Bien comprendre la nature de l'information

Nous vivons dans un monde où l'information est partout, tout le temps et où il est impossible de s'en passer ou de lui échapper. Nous en sommes gavés et nous en mettons d'énormes quantités à disposition. Mais qu'est-ce que c'est au juste que l'information ? Il est peut être plus simple de dire d'abord ce qu'elle n'est pas pour comprendre ensuite ce qu'elle est et quels usages on peut en faire.



Ce que l'information n'est pas



L'information n'est pas une donnée. Confondre les deux, c'est un peu comme confondre une batterie et l'énergie qu'elle contient (cette image n'est pas parfaite mais convient bien je trouve pour ce point précis). Ce qu'il faut donc garder à l'esprit, c'est que l'information est quelque part contenue dans la donnée. La donnée peut contenir de l'information ou non, tout comme une batterie peut contenir de l'énergie ou non.

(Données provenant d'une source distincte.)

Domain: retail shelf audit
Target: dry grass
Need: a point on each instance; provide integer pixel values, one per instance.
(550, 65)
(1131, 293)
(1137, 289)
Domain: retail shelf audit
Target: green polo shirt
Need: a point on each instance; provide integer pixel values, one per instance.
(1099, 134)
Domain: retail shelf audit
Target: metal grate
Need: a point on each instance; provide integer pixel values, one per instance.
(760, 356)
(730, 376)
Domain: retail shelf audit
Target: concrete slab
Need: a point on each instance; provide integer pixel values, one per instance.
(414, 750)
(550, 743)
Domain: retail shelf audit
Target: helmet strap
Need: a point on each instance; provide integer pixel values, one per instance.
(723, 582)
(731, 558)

L'information n'est pas contenue indéfiniment dans la donnée. Une donnée ne contient une information que de manière temporaire. Dès lors que l'information nous est parvenue, alors la donnée ne contient plus d'information utile de notre point de vue. La donnée n'a pas changé mais son contenu dorénavant est connu. Typiquement, lorsqu'on veut savoir quel temps il va faire, on consulte le bulletin météo correspondant. Une fois que l'on a reçu l'information en question, il n'y a pas d'intérêt à consulter le même bulletin météo peu de temps après puisqu'il est peu probable que les données aient changé. Ce bulletin ne contient alors pour nous qu'une information vraisemblablement périmée et donc inutile. J'oppose ici information utile et information périmée. Si l'information est périmée, c'est comme s'il n'y avait pas d'information du tout.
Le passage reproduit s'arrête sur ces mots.